Self-assembling Nanotech Batteries

Lynne Kiesling

I’ve often wondered how nanotechnology can contribute to increased efficiency, load factor, and conservation of energy. My first thoughts were probably wrong; we don’t need nano-scale devices to perform remote monitoring and automated repair and self-correction within the wires network itself. Regular small-scale devices can do just fine for that.

But here’s some very interesting nano research that holds some promise for the holy grail of electrical energy, which is storage: self-assembling nanotech batteries.

Self-assembly is attractive because it could potentially reduce manufacturing costs and allow molecular-level control of the structure of the batteries, leading to materials and devices not easy to make using conventional manufacturing methods. Self-assembly has already been used to create a number of materials and a handful of simple devices, including half a battery.
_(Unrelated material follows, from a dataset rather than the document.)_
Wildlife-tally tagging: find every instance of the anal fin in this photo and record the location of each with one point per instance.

This is pretty cool for a lot of reasons. Many people worrying about power storage worry at a much larger scale — ways to store megawatts of wind-generated power, for example, for later use — while this technology would enable more power storage at lower levels within devices themselves, in teeny weeny crevices. It’s also cool at a pure science level, because to achieve this outcome the researchers developed a deeper understanding of how the materials they used exert small forces on each other at extremely small distances, and how they could exploit these short-range forces to create potential, which is what you need for storage. [OK, you scientists out there, remember I am not a scientist, so don’t rip me apart for that one — ed.]

The researchers used lithium cobalt oxide and microbeads of graphite for the electrodes–materials commonly used in lithium-ion batteries–pairing them with a carefully selected liquid electrolyte. The electrolyte serves as an insulator, allowing ions to shuttle between the electrodes but forcing electrons to move through an external circuit, where they can be used to power a device.

In the researchers’ prototype battery, the graphite microbeads pack together to form one electrode and connect to a platinum current collector, all the while staying clear of the lithium cobalt oxide that forms the other electrode. The researchers tested the battery and showed that it could be both discharged and recharged multiple times.

As you would expect, at this time self-assembling batteries are not competitive on either storage intensity or on cost. But they do use space more efficiently than existing batteries, so these batteries would be likely to find their first uses in applications where the relative value of space is high.